[Bioperl-l] perl one-liner with Bio::SeqIO
Frank Schwach
fs5 at sanger.ac.uk
Thu Jul 22 06:48:25 EDT 2010
Hi Alper,
You can actually reproduce it also by providing STDIN from keyboard
input like so:
$ perl -MBio::SeqIO -e 'my $seq=Bio::SeqIO->new(-fh =>\*STDIN); while
($myseq=$seq->next_seq){ print $myseq->id,"\t",$myseq->seq,"\n"}'
>1
aaaaaaaaa
>2
aaaaaaaaa
ggggggggg
>3
2 ggggggggg
ccccccccc
3 ccccccccc
In this case I typed
">1"[ENTER]
"aaaaaaaaa"[ENTER]
">2"[ENTER}
then the command returned the sequence of the first entry without the ID
again.
>From the second entry onwards, it is all correct.
I'm not 100% sure but could it be linked to buffering?

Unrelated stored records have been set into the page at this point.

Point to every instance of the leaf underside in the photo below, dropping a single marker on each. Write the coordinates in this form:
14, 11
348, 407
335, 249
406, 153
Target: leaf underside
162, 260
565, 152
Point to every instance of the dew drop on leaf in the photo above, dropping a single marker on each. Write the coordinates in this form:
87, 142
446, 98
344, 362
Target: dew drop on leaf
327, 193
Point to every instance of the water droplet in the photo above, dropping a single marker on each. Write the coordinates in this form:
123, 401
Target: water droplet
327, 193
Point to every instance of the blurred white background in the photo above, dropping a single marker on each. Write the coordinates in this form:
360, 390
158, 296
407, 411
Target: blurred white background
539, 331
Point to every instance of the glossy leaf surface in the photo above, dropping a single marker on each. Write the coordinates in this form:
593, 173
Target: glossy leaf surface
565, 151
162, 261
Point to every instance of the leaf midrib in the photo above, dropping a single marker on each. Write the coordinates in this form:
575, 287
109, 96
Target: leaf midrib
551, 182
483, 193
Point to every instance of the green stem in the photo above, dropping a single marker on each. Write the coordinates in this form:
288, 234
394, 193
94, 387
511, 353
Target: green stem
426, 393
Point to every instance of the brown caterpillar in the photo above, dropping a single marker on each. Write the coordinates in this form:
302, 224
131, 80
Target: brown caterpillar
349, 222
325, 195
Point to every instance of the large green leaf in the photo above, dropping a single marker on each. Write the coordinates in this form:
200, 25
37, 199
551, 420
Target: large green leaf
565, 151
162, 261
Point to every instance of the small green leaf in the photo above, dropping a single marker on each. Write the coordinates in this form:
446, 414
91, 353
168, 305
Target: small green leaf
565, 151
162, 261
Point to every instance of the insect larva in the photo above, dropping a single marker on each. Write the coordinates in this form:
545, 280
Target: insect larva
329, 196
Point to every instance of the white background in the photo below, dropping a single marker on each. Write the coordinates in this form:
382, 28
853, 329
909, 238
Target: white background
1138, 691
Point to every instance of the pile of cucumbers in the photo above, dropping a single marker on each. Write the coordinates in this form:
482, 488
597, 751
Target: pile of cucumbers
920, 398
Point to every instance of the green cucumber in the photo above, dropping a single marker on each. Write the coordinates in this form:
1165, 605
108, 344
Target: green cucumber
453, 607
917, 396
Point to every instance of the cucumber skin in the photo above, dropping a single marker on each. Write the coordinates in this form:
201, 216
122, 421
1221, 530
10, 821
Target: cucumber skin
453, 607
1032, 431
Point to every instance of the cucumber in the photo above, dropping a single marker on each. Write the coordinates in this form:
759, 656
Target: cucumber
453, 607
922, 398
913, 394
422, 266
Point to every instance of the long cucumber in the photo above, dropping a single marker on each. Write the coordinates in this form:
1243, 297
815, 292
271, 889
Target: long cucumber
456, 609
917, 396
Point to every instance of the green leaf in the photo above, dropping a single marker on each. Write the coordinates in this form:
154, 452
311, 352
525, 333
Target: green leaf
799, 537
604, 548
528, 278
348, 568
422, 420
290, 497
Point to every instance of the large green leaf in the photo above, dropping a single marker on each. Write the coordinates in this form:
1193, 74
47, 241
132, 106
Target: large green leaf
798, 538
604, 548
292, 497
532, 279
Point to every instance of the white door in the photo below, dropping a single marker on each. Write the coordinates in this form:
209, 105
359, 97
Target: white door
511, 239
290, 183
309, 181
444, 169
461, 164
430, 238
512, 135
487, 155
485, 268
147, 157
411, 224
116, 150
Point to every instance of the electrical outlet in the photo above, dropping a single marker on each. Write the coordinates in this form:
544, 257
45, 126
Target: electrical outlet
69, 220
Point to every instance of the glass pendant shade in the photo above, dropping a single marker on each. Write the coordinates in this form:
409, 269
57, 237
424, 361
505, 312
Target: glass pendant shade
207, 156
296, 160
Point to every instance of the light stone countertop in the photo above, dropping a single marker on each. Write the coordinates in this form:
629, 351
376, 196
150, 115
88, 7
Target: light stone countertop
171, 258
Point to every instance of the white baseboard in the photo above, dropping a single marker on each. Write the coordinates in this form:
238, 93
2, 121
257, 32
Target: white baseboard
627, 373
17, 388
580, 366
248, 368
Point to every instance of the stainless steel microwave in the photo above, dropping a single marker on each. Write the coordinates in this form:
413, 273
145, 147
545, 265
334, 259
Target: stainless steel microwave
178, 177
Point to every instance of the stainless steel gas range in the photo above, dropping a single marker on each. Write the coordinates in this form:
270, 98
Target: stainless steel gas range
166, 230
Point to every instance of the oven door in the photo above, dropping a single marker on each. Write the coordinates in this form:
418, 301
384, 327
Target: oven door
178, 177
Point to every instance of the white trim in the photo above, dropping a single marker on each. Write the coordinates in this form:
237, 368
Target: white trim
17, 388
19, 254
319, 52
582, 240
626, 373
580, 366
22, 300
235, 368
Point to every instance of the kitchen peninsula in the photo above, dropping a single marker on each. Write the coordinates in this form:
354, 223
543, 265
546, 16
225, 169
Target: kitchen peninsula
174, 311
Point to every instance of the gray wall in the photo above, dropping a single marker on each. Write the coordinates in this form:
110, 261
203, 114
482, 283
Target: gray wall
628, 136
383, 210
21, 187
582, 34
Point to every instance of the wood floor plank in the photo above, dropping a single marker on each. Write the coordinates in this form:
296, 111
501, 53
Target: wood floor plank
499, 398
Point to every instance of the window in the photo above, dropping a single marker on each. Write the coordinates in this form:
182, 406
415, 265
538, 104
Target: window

SeqIO has to read
ahead to find a complete entry that spans multiple lines. When you get
STDIN from a file, you will get buffering and receive more than one line
at once, which will allow the next_seq method to work as expected. If
you provide line-by-line input then that method probably can't work
correctly.
If that is the case then you can't use the command in a pipe at all.
Frank
On Thu, 2010-07-22 at 00:09 -0400, Alper Yilmaz wrote:
> Hi,
>
> I was using Bio::SeqIO with perl one-liner and I noticed an oddity.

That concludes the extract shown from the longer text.